Procès d’une femme dans un pays intégriste musulman (Afghanistan). Sa faute ? Avoir prononcé la prière du matin en la « revisitant » du haut du minaret à la place du muézin trop saoul pour se réveiller…. Ce qu’elle risque? La lapidation, enterrée jusqu’à la tête et criblée de pierres de plus en plus grosses pour assurer à « la folle » une mort lente et douloureuse….
Dans son roman puissant, S Azzedine dénonce la dérive grave et perverse d’un régime religieux en proie à des fondamentalistes qui estiment avoir eux seuls le pouvoir d’interpréter le Coran. Contre cette vision, Bilqiss se révolte : Le nom d’Allah a-t-il été déposé? Vous avez volé sa Parole et L’avez pris en otage pour faire de Lui la marionnette dont vous êtes le ventriloque….

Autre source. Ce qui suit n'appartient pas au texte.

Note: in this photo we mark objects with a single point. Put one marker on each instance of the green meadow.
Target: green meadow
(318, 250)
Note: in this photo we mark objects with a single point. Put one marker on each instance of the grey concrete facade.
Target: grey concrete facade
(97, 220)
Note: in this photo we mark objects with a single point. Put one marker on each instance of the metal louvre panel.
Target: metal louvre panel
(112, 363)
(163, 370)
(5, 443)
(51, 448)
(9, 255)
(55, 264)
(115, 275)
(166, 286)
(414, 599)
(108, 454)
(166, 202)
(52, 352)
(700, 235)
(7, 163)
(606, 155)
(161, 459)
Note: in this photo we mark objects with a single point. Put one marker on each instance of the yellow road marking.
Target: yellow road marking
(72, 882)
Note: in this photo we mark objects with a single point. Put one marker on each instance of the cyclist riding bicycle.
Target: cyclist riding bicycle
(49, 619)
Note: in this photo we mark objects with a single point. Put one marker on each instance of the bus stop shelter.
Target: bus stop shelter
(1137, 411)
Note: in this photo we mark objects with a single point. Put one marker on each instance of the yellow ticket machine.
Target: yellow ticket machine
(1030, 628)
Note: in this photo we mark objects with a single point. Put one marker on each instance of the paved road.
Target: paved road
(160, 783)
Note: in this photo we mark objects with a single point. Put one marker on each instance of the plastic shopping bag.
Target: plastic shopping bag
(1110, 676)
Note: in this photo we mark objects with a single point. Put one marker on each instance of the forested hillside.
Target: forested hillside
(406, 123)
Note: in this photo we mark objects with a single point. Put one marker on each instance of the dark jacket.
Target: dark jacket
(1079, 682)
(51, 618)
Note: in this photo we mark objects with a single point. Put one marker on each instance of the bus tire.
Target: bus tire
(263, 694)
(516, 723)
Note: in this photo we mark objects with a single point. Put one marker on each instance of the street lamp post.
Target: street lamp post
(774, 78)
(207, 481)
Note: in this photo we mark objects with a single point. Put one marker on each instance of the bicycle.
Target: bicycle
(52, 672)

Au- delà du thème de la place réservée à la femme dans le monde musulman, la réponse tantôt impertinente tantôt lucide que donne Bilqiss à son juge ou encore à la journaliste new-yorkaise venue l’interviewer aiguise notre regard critique de lecteur occidental sur l’Islam et sur nos bonnes intentions de sauveurs de ces pays du Mal.
J’ai aimé :
-
Ce roman à plusieurs voix, celle du juge ébranlé malgré lui par cette femme qu’il doit condamner, celle de Bilqiss fière et authentique dans ses convictions et celle de la jeune femme occidentale trop souvent naïvement convaincue du bien-fondé de sa vision féministe occidentale.
-
Etre moi aussi ébranlée dans mes certitudes de femme européenne
-
Le caractère frondeur de Bilqiss et sa liberté d’expression jusqu’au bout
-
L’humanité de chacun des personnages
Vous arrivez chez nous, trop belle, trop gaie, trop chanceuse. Je sais que vous êtes admirative de notre famille et que, une fois rentrée dans votre pays, vous direz à tout le monde que nous ne sommes pas tous des terroristes, qu’il y a des gens incroyables ici, mais cela ne changera rien à nos vies. N’essayez pas de vous faire aimer de nous, nous n’en avons pas les moyens.
Mon Coran n’ordonne rien, aucune loi ne peut s’en dégager parce qu(‘il y a autant de lecture qu’il y a de musulmans, et ce n’est certainement pas une bande de fripons en robe blanche rasés de frais qui réduira mon saint Coran à un vulgaire mode d’emploi pour décérébrés.
Les Occidentales ne savaient faire que cela : se gargariser de leur propre humanité. Léandra s’était jetée sur mon histoire pour l’écrire avec ses larmes teintées de mascara. Je refusais d’être une intermittente de leur spectacle. Le mien était insoutenable.